Immobility is a powerful predictor and/or cause of CIW [10], which in turn is associated with prolonged mechanical ventilation, and an increased risk of short- and long-term mortality and persistent physical disability [12, 13] (Fig. 1). As an example of an iatrogenic cause of immobility, continuous NMBA infusion is used to reduce the work of breathing and patient-ventilator dyssynchrony in mechanically ventilated patients; however, NMBA infusion inevitably causes immobilization and requires deep sedation, both of which may adversely affect mortality [14, 15]. As a result, the net effect of NMBA on patient outcomes remains uncertain and its routine use is not recommended in ARDS [16]. Meta-analysis showed only a modest association between NMBA and severe weakness, but this finding was only based on cohort studies with high heterogeneity allowing a low level of certainty. In addition, these studies included mainly patients with sepsis or septic shock. Four randomized controlled trials focused on patients with ARDS, all with important limitations concerning the diagnosis of CIW that was based on clinical assessment alone without electromyographic investigations or done early during ICU stay [17]. The ROSE trial, which randomized ARDS patients to 48 h of continuous NMBA infusion and deep sedation versus usual care without routine NMBA infusion and with lighter sedation, found no significant differences in mortality at 3 months. Notably, muscle strength measured using the Medical Research Council scale could not be assessed in 51–67% of patients during the hospital stay and was not assessed beyond hospital discharge. There is much to continue learning regarding NMBA infusion and patient outcomes.

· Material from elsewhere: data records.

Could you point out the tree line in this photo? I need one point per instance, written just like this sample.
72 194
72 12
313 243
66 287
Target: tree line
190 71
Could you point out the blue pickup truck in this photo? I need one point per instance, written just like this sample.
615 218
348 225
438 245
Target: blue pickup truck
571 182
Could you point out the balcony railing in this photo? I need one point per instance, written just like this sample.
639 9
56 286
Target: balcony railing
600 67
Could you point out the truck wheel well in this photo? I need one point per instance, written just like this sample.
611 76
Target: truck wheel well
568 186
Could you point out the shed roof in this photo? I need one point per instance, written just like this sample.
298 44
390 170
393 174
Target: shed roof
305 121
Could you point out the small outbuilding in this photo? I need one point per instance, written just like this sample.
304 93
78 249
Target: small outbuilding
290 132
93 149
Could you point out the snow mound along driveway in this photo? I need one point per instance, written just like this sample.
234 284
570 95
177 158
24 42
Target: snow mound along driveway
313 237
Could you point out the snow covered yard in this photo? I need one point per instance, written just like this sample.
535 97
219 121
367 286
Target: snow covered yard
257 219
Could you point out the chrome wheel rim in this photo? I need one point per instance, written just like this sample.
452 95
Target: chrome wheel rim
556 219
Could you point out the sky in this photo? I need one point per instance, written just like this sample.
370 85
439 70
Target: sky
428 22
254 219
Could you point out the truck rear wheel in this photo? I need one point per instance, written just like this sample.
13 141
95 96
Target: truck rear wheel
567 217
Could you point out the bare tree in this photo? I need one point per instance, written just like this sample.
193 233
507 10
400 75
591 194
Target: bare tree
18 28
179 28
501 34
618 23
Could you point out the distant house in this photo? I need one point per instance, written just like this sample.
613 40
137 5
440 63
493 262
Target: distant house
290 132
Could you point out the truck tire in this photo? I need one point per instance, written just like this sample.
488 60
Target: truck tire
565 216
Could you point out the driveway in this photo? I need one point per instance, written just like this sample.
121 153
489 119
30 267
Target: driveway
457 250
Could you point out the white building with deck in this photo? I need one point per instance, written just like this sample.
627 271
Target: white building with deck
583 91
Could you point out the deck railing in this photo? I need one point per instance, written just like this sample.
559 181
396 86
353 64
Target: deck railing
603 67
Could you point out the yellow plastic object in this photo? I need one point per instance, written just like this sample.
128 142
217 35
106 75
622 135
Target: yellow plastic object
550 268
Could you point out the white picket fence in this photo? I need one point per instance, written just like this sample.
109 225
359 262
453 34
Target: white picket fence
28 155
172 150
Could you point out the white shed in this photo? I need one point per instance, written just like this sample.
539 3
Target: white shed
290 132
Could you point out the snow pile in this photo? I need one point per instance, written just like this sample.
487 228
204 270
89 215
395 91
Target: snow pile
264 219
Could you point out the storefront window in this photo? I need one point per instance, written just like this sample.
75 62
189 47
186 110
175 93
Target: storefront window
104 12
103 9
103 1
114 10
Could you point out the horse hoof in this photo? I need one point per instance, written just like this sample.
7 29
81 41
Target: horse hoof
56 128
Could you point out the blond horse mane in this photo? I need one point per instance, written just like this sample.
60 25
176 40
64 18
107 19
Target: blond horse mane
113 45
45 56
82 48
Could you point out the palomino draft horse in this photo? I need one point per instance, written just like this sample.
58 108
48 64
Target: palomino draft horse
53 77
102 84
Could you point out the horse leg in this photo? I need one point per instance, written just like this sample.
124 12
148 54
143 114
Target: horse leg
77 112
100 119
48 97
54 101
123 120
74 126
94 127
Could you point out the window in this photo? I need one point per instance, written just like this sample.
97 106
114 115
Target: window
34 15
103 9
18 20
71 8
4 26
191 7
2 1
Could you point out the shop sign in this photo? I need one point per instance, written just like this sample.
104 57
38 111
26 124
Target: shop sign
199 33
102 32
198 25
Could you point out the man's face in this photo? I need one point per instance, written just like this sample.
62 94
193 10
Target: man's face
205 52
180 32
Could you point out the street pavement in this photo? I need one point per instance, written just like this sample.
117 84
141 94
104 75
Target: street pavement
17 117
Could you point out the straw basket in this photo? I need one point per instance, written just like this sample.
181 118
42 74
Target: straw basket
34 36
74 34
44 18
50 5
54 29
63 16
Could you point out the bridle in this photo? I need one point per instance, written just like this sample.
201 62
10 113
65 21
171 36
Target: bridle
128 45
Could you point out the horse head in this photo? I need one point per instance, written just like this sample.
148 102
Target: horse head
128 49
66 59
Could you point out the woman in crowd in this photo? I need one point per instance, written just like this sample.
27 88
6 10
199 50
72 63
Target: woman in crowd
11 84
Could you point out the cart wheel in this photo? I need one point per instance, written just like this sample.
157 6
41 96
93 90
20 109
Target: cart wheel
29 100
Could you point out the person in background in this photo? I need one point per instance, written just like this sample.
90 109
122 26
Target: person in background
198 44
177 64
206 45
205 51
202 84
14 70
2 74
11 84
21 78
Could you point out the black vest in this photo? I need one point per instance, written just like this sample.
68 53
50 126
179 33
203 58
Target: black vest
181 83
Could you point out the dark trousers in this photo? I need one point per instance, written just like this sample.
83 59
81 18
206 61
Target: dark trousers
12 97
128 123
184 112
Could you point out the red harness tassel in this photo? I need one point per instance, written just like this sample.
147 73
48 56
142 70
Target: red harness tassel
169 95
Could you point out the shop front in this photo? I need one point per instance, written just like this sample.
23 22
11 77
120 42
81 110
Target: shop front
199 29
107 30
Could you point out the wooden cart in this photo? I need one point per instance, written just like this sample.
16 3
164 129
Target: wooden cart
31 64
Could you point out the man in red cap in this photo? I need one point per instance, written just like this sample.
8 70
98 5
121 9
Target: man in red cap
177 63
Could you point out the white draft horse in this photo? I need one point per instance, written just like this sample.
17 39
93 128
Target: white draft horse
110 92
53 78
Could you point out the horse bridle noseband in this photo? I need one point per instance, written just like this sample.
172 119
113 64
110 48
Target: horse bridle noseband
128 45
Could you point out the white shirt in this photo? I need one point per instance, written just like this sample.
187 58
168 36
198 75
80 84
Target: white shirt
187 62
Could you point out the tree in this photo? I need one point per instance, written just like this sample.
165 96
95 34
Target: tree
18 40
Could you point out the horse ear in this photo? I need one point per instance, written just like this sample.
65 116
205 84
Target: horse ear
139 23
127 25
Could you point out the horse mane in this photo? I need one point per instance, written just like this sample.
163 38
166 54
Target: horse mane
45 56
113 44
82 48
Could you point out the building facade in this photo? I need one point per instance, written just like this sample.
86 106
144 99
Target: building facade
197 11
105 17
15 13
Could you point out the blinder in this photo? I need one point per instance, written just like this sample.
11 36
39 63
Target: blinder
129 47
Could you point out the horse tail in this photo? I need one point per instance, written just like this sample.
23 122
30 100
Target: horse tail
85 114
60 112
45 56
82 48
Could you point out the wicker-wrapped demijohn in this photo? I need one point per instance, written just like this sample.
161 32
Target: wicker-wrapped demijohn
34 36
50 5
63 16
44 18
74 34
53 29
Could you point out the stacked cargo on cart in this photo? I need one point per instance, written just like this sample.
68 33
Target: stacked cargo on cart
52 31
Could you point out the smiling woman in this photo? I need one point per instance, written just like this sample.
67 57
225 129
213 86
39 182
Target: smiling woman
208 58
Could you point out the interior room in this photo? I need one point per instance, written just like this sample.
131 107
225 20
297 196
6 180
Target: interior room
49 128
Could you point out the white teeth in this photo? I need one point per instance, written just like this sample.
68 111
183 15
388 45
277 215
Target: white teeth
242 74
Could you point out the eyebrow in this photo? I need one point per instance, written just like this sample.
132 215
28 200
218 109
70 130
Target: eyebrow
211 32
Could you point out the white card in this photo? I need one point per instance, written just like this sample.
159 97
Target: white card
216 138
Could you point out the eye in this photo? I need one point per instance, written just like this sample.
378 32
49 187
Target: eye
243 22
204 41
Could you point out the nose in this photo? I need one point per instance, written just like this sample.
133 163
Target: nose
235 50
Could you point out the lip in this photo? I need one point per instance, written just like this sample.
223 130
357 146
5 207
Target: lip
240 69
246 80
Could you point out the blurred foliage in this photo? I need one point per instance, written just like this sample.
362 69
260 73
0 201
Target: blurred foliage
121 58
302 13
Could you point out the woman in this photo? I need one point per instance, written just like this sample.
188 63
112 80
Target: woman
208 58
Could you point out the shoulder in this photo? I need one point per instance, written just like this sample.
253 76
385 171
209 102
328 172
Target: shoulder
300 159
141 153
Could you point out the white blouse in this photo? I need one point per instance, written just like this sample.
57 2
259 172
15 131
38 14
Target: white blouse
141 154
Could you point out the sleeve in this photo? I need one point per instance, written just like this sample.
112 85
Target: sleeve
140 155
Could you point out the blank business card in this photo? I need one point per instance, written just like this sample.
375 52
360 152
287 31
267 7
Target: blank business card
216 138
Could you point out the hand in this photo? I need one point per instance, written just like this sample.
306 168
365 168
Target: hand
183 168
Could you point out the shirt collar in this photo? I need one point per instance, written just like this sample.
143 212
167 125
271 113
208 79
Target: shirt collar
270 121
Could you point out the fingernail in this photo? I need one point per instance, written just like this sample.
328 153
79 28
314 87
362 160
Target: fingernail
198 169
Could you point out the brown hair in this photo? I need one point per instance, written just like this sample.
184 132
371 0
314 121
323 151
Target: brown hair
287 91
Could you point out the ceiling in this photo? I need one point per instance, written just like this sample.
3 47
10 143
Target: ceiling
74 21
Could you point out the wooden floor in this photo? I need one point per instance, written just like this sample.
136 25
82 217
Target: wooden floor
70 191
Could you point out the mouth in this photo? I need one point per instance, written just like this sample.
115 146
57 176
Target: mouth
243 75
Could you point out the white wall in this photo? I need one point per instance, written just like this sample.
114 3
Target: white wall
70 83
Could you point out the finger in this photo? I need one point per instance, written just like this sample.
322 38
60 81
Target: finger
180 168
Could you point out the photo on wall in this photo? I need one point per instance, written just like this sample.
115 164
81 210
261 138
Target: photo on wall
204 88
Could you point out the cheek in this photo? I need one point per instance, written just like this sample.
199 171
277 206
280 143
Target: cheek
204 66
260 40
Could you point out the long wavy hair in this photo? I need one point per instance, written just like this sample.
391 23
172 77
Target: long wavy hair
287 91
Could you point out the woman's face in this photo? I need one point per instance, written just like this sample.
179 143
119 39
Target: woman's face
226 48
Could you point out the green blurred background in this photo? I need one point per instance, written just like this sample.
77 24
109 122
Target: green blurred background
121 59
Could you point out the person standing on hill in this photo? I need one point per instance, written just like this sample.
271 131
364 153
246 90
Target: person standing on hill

Relationship between aspects of acute ARDS management, critical illness-associated sequelae and long-term mortality and morbidity. The four classes of drugs considered (left part of the figure) are important treatments in patients with ARDS but are also relevant risk factors for the development of ICU complications (middle). These “iatrogenic” complications are strongly associated with long-term morbidity and mortality (right)

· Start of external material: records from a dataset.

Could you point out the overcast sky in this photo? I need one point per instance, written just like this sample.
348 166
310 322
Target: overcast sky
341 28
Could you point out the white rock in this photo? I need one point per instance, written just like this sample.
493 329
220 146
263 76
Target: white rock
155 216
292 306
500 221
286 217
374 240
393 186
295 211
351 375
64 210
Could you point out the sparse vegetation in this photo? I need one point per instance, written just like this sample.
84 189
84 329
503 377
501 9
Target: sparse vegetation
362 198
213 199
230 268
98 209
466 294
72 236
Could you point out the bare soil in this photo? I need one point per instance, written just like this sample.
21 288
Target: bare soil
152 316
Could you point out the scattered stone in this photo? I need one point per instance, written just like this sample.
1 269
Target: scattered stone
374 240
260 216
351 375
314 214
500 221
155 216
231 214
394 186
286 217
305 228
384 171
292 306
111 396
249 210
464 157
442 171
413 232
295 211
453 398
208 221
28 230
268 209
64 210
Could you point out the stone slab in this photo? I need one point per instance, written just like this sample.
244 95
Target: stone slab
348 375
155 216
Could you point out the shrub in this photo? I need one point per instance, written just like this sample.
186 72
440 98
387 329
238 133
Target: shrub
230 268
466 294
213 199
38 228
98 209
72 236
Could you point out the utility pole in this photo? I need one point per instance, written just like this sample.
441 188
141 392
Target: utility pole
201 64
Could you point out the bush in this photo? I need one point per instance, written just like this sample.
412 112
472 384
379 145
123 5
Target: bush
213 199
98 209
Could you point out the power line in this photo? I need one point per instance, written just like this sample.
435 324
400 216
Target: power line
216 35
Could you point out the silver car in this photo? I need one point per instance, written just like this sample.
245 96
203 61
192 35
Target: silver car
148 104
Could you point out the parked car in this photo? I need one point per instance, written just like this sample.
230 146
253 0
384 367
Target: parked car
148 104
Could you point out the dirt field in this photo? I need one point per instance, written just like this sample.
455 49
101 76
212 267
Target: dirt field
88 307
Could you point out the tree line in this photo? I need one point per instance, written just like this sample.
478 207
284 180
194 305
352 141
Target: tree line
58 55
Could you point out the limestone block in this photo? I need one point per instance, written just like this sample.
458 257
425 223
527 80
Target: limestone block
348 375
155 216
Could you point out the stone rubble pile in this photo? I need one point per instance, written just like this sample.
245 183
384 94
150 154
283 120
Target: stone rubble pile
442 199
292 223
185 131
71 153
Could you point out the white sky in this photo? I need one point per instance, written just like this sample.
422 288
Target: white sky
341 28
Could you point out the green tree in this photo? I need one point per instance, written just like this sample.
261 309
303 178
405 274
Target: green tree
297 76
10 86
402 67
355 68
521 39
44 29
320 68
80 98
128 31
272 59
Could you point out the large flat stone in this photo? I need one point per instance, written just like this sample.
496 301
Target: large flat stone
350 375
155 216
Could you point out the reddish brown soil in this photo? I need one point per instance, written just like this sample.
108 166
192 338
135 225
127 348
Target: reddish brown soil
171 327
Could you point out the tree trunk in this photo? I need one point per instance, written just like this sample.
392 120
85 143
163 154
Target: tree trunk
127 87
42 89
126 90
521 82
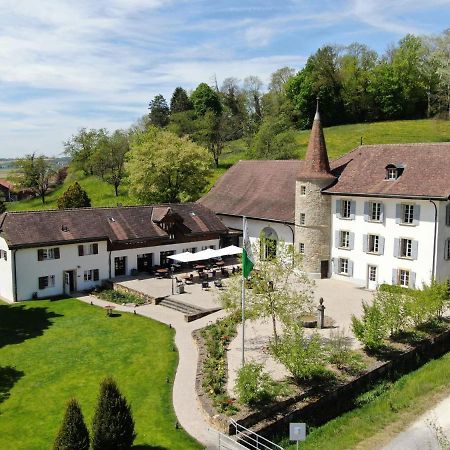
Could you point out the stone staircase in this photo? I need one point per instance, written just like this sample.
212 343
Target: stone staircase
190 312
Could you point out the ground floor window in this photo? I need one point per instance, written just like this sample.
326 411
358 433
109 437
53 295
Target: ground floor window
91 275
403 277
46 282
343 266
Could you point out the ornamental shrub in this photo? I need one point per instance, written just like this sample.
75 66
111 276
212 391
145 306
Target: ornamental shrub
254 386
73 434
113 424
302 356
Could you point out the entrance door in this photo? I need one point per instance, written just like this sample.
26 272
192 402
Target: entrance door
372 277
145 262
324 269
69 282
120 263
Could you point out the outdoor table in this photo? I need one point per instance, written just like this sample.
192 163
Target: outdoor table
109 309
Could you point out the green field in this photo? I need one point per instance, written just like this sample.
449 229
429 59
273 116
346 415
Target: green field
340 140
51 351
374 424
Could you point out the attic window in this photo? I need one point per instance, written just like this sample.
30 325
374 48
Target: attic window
393 171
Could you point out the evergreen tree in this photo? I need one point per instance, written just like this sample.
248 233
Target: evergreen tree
74 197
113 424
180 101
159 111
73 434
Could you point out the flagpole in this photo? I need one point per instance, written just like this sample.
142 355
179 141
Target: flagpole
244 228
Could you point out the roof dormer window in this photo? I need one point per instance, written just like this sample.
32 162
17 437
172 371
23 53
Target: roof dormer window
393 171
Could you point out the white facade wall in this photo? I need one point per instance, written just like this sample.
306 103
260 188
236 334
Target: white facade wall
443 234
390 230
29 269
256 226
6 273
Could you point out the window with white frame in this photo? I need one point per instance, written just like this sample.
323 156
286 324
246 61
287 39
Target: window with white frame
405 248
344 239
403 277
375 211
48 253
373 243
46 282
91 275
346 209
407 214
343 266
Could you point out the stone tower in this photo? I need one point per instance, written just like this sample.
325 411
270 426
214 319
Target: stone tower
312 208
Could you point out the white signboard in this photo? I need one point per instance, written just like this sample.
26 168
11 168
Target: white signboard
297 431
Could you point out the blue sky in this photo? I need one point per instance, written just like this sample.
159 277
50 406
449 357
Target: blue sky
71 64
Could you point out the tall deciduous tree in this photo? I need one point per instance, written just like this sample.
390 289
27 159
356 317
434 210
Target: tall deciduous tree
74 197
280 289
73 434
113 424
159 111
164 167
180 101
34 172
205 99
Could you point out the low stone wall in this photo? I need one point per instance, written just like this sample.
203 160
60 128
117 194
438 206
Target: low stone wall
128 290
313 406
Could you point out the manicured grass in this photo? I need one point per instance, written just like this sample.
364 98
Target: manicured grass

As another example, corticosteroids are a standard treatment in COVID-19 ARDS [18] and may reduce mortality in non-COVID-19 ARDS [19, 20]. However, corticosteroids also are a risk factor for severe muscle weakness and physical dysfunction [21], particularly if used in conjunction with NMBA [22]. Additionally, the use of corticosteroids is significantly associated with transitioning to delirium from a non-delirious state, [23] thus increasing the risk of developing cognitive impairment after hospital discharge [24]. Similar harms have been documented with the use of opioids in the ICU, which is associated with an increased risk of delirium in a dose-dependent manner [25]. Identifying the optimal treatment duration and dose of commonly-used medications, such as corticosteroids, NMBA, opioids, sedatives, vasoactive medications (norepinephrine, vasopressin, phenylephrine), aminoglycosides and vancomycin would be of great importance to helping optimize ARDS survivors’ outcomes [21, 26, 27].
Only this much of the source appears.